Thinking with Spatial Code for Physical-World Video Reasoning

This paper introduces "Thinking with Spatial Code," a framework that converts RGB videos into explicit, temporally coherent 3D representations using a specialized spatial encoder and reinforcement learning, enabling large language models to achieve state-of-the-art performance in physical-world visual reasoning on VSI-Bench.

Jieneng Chen, Wenxin Ma, Ruisheng Yuan, Yunzhi Zhang, Jiajun Wu, Alan Yuille

Published 2026-03-09
📖 5 min read🧠 Deep dive

Imagine you are watching a video of a messy living room. You see a cat jump off a sofa, run past a coffee table, and hide under a chair.

Current AI models (like the smartest chatbots today) watch this video like a human who only has eyes but no brain for geometry. They see a "brown blob" moving, then a "white blob" moving. They can describe what they see ("The cat ran"), but they often get confused about where things are in 3D space. If you ask, "Is the cat to the left or right of the table from the table's perspective?", these models might get it wrong because they are just guessing based on how the picture looks on the screen, not understanding the actual 3D room.

This paper introduces a new way of thinking called "Thinking with Spatial Code."

Here is the simple breakdown of how it works, using a few analogies:

1. The Problem: The "Blurry Photo" vs. The "Blueprint"

Imagine trying to solve a puzzle using a blurry, 2D photo of the pieces. You can guess the shapes, but you don't know exactly how deep they are or how they fit together in 3D.

Most AI tries to solve video questions by looking at the "blurry photo" (the raw video pixels). It's good at recognizing faces or colors, but terrible at understanding distance, orientation, and 3D layout.

2. The Solution: The "Architect's Blueprint"

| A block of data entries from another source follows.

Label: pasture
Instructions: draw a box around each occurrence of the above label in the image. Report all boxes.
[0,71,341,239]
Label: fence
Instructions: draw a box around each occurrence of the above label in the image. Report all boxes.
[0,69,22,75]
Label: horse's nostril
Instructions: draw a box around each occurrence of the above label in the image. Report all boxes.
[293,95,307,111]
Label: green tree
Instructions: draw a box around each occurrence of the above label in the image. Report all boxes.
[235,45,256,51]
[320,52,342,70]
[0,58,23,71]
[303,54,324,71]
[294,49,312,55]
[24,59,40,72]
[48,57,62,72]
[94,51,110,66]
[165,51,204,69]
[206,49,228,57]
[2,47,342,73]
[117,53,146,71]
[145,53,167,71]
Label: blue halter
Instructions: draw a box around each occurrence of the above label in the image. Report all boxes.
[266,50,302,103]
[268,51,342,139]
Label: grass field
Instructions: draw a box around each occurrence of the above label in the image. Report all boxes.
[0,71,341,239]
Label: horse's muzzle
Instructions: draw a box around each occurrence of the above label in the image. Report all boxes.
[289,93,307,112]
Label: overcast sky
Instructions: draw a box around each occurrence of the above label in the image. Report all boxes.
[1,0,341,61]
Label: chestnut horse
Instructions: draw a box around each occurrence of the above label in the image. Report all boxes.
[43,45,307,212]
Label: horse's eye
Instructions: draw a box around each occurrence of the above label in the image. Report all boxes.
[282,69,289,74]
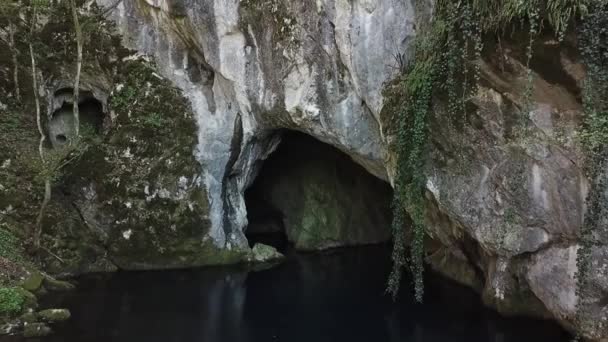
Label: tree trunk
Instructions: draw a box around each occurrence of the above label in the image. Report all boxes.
[70,0,82,140]
[30,42,45,163]
[8,20,20,102]
[29,5,49,250]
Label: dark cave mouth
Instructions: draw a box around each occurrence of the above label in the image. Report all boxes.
[244,130,394,253]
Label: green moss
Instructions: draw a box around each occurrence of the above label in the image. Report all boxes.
[50,56,216,269]
[109,236,247,270]
[250,244,284,263]
[293,181,345,250]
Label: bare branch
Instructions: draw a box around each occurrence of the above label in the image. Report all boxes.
[70,0,82,139]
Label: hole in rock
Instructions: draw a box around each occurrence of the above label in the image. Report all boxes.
[49,91,104,147]
[244,131,393,254]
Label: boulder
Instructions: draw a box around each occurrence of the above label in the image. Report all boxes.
[250,244,285,263]
[20,273,43,293]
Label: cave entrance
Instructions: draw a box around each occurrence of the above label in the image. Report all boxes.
[49,90,104,147]
[244,131,393,254]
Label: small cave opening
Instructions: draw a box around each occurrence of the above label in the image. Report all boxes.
[56,134,67,143]
[49,90,104,147]
[244,130,394,254]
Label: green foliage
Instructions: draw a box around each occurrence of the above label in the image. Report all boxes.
[471,0,588,35]
[140,112,168,129]
[578,3,608,152]
[388,19,446,301]
[0,287,25,316]
[388,0,594,302]
[109,60,179,131]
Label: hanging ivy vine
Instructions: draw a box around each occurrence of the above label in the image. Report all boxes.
[388,0,594,303]
[387,10,448,300]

The authors' new framework doesn't just look at the video; it translates the video into a 3D Blueprint (which they call "Spatial Code").

Think of it like this:

  • The Old Way: The AI looks at a video of a kitchen and says, "I see a stove and a fridge."
  • The New Way: The AI acts like a super-fast architect. It watches the video and instantly draws a 3D blueprint. It writes down:
    • Stove: Located at coordinates (X, Y, Z), facing North, size 2x2 meters.
    • Fridge: Located at coordinates (X+3, Y, Z), facing North, size 1x1 meters.

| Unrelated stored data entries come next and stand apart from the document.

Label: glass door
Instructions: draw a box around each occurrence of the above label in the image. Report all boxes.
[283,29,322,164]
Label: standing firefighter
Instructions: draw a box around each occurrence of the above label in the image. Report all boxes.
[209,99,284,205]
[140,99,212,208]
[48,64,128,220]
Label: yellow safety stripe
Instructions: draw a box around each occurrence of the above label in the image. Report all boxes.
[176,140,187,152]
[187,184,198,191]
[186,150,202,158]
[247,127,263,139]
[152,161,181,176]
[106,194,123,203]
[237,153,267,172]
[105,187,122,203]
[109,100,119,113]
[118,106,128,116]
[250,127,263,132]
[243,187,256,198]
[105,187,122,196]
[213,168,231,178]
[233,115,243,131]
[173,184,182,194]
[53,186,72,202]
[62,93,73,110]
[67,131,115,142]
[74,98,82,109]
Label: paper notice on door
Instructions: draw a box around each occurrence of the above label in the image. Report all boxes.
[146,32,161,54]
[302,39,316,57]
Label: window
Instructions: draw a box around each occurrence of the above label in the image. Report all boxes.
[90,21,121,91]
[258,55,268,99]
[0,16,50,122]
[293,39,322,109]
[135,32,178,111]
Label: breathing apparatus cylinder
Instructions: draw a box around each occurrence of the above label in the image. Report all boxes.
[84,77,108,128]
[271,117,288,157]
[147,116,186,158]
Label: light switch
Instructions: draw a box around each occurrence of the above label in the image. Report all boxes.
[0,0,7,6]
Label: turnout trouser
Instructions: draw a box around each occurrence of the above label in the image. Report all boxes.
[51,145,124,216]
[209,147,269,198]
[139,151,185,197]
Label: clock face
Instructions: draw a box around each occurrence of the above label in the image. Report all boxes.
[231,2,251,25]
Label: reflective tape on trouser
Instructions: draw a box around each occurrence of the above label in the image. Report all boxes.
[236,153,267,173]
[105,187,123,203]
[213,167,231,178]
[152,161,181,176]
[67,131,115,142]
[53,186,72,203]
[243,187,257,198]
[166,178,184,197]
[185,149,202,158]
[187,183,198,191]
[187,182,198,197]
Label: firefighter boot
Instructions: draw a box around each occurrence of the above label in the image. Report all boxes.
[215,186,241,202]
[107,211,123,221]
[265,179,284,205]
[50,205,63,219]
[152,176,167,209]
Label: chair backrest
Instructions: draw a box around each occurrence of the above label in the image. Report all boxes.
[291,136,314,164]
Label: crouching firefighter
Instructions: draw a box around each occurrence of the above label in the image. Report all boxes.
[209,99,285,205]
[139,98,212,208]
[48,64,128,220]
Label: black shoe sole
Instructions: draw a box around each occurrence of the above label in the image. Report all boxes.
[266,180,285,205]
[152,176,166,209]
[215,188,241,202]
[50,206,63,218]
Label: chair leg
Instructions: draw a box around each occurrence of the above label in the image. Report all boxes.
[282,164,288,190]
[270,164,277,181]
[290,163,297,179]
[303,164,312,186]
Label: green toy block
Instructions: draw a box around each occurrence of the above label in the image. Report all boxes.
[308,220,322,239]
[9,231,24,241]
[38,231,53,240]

This "Blueprint" is a list of facts, not a picture. It turns the messy video into clean, mathematical data.

3. The Process: Two Steps to Genius

The system works in two distinct stages, like a construction crew and an interior designer working together.

Step A: The Construction Crew (The Spatial Encoder)
This is the part that watches the video. It uses special tools (like a digital version of "Segment Anything" and "Depth Anything") to:

  1. Identify objects: "That's a sofa."
  2. Track them: "The sofa stayed in the same spot while the camera moved."
  3. Measure them: "The sofa is 2 meters long and facing the TV."
  4. Output: It spits out the "Spatial Code" (the blueprint).

Step B: The Interior Designer (The Language Model)
Now, instead of giving the Language Model (the "brain") the raw video, we give it the Blueprint.

  • Question: "If I'm standing at the dishwasher facing the table, is the washer to my left or right?"
  • Old AI: Looks at the video, gets confused by the camera angle, and guesses.
  • New AI: Reads the blueprint. It sees the exact coordinates of the dishwasher, the table, and the washer. It does a quick math calculation (like a GPS) and says, "Ah, the washer is at coordinate X, which is definitely to the front-left."

4. The Secret Sauce: "The Rubric" (The Strict Teacher)

The authors found that even with the blueprint, the AI sometimes makes "logic errors." It might calculate the numbers right but write the wrong answer, or it might get the direction wrong because it forgot to imagine standing at the dishwasher.

To fix this, they used Reinforcement Learning with a special "Spatial Rubric."

  • Imagine a teacher grading a math test.
  • Old Grading: "Did you get the right answer? Yes? +10 points."
  • New Grading (The Rubric): "Did you get the right answer? Yes. But did you show your work? Did you set up the coordinate system correctly? Did you check the orientation? If you guessed the right answer without doing the math, you get a penalty!"

This forces the AI to learn how to think spatially, not just memorize answers.

Why Does This Matter?

The paper shows that making the AI smarter isn't about making the brain bigger; it's about giving it better tools.

  • The Result: Their model, which is actually smaller than some giant commercial models (like GPT-5 or Gemini), beats them all at spatial reasoning tasks.
  • The Lesson: It's not about how many "neurons" the AI has; it's about whether it understands the 3D world. By translating video into a "Spatial Code" (a blueprint), they unlocked a level of understanding that raw video processing couldn't achieve.

In a nutshell: They taught the AI to stop staring at the picture and start reading the map.